High Volatility Regime:
Mean Return: 0.66%
Std Dev: 4.58%
Number of Days: 113


###### ______________________________________________________________________________________________________________________________________

##### Simulating Volatility Regime Dependent Model Returns

Notice this Markov Chain Model has a Return Distribution with Kurtosis in Excess of the Normal Distribution

In other words, we are beginning to capture dynamics we observe in the market - no need to wait 1,000 years!

In [118]:
# Simulate returns using the Markov Chain and regime-specific distributions
n_steps = 10000
current_state = np.random.choice(states)  # Random initial state
simulated_returns = []

for _ in range(n_steps):
    # Get current regime parameters
    mu = regime_stats[current_state]['mean']
    sigma = regime_stats[current_state]['std']
    
    # Generate return from regime-specific distribution
    ret = np.random.normal(mu, sigma)
    simulated_returns.append(ret)
    
    # Transition to next state
    current_idx = states.index(current_state)
    current_state = states[np.random.choice(len(states), p=trans_matrix[current_idx])]

# Plot simulated returns vs normal distribution
simulated_returns = np.array(simulated_returns)
mu_sim = np.mean(simulated_returns)
sigma_sim = np.std(simulated_returns)

# Create histogram of simulated returns
fig = go.Figure()

# Add histogram of simulated returns
fig.add_trace(go.Histogram(
    x=simulated_returns*100,
    name='Simulated Returns',
    nbinsx=50,
    histnorm='probability density',
    opacity=0.75
))

# Add normal distribution curve
x = np.linspace(min(simulated_returns)*100, max(simulated_returns)*100, 1000)
y = 1/(sigma_sim*100 * np.sqrt(2 * np.pi)) * np.exp(-((x - mu_sim*100)**2) / (2 * (sigma_sim*100)**2))

fig.add_trace(go.Scatter(
    x=x,
    y=y,
    name='Normal Distribution',
    line=dict(color='red', width=2)
))

fig.update_layout(
    title='Simulated Returns Distribution vs Normal Distribution',
    xaxis_title='Return (%)',
    yaxis_title='Density',
    height=500,
    width=900,
    showlegend=True,
    plot_bgcolor='rgba(0,0,0,0)',
    paper_bgcolor='rgba(0,0,0,0)',
    font=dict(color='white'),
    xaxis=dict(
        showgrid=True,
        gridwidth=1,
        gridcolor='rgba(128,128,128,0.2)',
        zeroline=True,
        zerolinewidth=1,
        zerolinecolor='rgba(128,128,128,0.5)'
    ),
    yaxis=dict(
        showgrid=True,
        gridwidth=1,
        gridcolor='rgba(128,128,128,0.2)',
        zeroline=True,
        zerolinewidth=1,
        zerolinecolor='rgba(128,128,128,0.5)'
    )
)

fig.show()

print("\nSimulated Returns Statistics:")
print(f"Mean: {mu_sim*100:.2f}%")
print(f"Std Dev: {sigma_sim*100:.2f}%")
print(f"Excess Kurtosis: {((simulated_returns - np.mean(simulated_returns))**4).mean() / (np.std(simulated_returns)**4) - 3:.3f}")

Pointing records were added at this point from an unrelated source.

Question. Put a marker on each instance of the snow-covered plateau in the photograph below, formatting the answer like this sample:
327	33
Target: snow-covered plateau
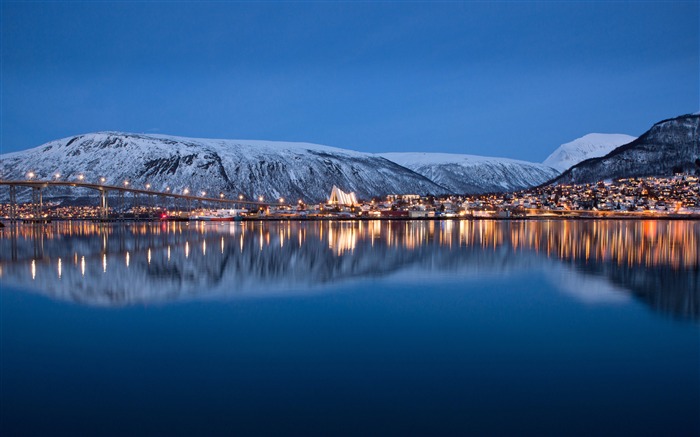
588	146
262	168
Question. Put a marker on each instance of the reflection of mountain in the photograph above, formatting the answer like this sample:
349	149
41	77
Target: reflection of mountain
120	265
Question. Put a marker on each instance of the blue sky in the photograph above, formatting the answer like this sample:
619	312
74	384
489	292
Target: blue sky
513	79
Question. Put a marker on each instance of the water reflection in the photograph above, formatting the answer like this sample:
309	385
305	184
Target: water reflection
595	261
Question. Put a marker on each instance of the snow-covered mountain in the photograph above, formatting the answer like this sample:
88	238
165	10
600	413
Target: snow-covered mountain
670	146
588	146
252	168
474	174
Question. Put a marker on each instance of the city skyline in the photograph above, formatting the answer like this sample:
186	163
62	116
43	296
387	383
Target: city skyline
498	79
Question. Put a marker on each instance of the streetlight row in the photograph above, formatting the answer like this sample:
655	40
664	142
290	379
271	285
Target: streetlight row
186	191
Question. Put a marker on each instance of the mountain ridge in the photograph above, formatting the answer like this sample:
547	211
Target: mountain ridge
669	146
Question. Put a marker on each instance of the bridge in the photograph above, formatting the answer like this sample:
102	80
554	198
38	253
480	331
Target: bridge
38	186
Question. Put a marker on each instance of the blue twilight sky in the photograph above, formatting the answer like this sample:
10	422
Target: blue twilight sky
512	79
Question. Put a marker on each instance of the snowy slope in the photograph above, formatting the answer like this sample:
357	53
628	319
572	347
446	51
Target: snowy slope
474	174
668	147
252	168
586	147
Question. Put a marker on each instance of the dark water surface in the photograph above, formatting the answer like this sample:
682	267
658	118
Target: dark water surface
351	328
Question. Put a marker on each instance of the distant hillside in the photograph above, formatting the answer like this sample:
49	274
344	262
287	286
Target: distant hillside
586	147
670	146
253	168
474	174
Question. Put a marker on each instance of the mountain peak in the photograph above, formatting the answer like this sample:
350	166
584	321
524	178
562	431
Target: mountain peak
592	145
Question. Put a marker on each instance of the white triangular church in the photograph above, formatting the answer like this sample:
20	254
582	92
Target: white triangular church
340	197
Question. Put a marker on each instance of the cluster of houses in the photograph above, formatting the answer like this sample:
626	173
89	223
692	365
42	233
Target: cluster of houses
677	195
673	195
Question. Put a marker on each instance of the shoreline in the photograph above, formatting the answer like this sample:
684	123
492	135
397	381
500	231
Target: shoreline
687	217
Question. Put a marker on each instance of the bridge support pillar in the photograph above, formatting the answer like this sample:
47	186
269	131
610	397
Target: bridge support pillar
13	204
121	204
38	202
104	205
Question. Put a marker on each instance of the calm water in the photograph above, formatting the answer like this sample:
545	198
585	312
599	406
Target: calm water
347	328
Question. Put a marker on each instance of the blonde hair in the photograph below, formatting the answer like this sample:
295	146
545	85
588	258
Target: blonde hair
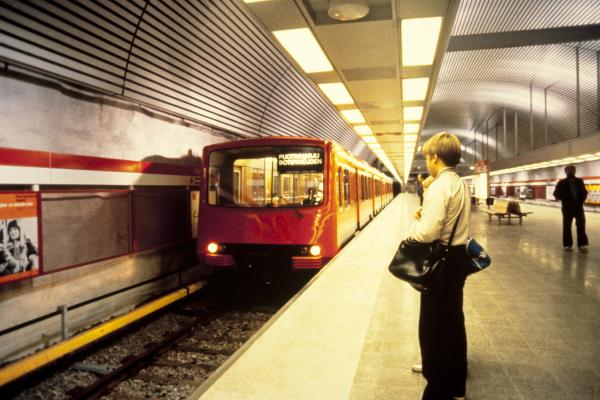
446	146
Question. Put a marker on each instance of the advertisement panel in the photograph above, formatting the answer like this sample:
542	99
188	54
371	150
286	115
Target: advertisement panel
19	236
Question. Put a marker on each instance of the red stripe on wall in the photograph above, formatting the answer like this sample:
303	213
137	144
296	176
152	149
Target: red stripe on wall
148	167
24	158
69	161
43	159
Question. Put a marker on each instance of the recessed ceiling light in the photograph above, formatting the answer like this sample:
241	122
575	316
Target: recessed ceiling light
353	116
363	129
304	48
414	89
413	113
419	40
412	128
336	93
369	139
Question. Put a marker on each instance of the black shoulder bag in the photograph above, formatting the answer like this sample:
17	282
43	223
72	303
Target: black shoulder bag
421	264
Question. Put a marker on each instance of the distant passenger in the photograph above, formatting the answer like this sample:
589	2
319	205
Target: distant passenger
442	333
572	193
420	188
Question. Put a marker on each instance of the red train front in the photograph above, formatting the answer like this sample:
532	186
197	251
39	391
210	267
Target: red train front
273	202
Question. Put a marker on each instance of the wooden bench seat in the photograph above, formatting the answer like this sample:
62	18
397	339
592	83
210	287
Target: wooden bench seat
515	209
499	209
506	209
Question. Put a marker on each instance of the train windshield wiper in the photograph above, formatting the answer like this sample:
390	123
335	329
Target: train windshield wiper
292	206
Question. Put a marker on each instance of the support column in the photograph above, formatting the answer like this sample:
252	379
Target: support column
577	94
516	136
545	116
531	116
504	150
598	90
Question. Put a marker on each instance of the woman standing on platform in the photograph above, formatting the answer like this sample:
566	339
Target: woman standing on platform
442	334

Simulated Returns Statistics:
Mean: 0.35%
Std Dev: 3.50%
Excess Kurtosis: 0.687


###### ______________________________________________________________________________________________________________________________________

#####   General Recipe

If you wish to construct your own models in this capacity here is a general recipe that I will eventually include in my cookbook (by Chef Roman ‍)

*1.) Pick a relevant factor and state space (for example, volatility, trend, . . .)*

*2.) Define states and estimate transition probabilities from data*

*3.) Condition your data on these states and estimate parameters for desired random variable or empirical distributions*

*4.) Analyze the subsequent modelled or empirical distributions via simulation, for example*

---

#### 3.)  Hidden Markov Models

##### What if the Desired Distribution Depends Also on Other Latent Factors?

# ![Markov Chains 1](mc3.png)

This is very likely the case!  But how do we model something we can't observe directly??

Rather, what is the best way to model these aggregate latent factors even if we can proxy for them??

**Latent Factor Examples:**
- Trend (Bullish, Bearish, Sideways)
- Volatility (Low, Med, High)

**Total States:** 9 (Low-Bear, Med-Bear, High-Bear, Low-Bull, Med-Bull, High-Bull, Low-Side, Med-Side, High-Side)

We could modify our Markov Chain example above, but what if there was an alternative approach?

###### ______________________________________________________________________________________________________________________________________

##### Hidden Markov Models

The Hidden Markov Model infers hidden regimes from observations - an incredibly powerful idea when we know theoretically there are latent (unobservable) driving factors!

# ![Markov Chains 1](hmm.png)

###### ______________________________________________________________________________________________________________________________________

##### Forward/Backward Algorithms

**Forward Algorithm:**

The Forward Algorithm calculates the probability of observing a sequence of observations given a model by recursively computing the joint probability of being in each state at each time step.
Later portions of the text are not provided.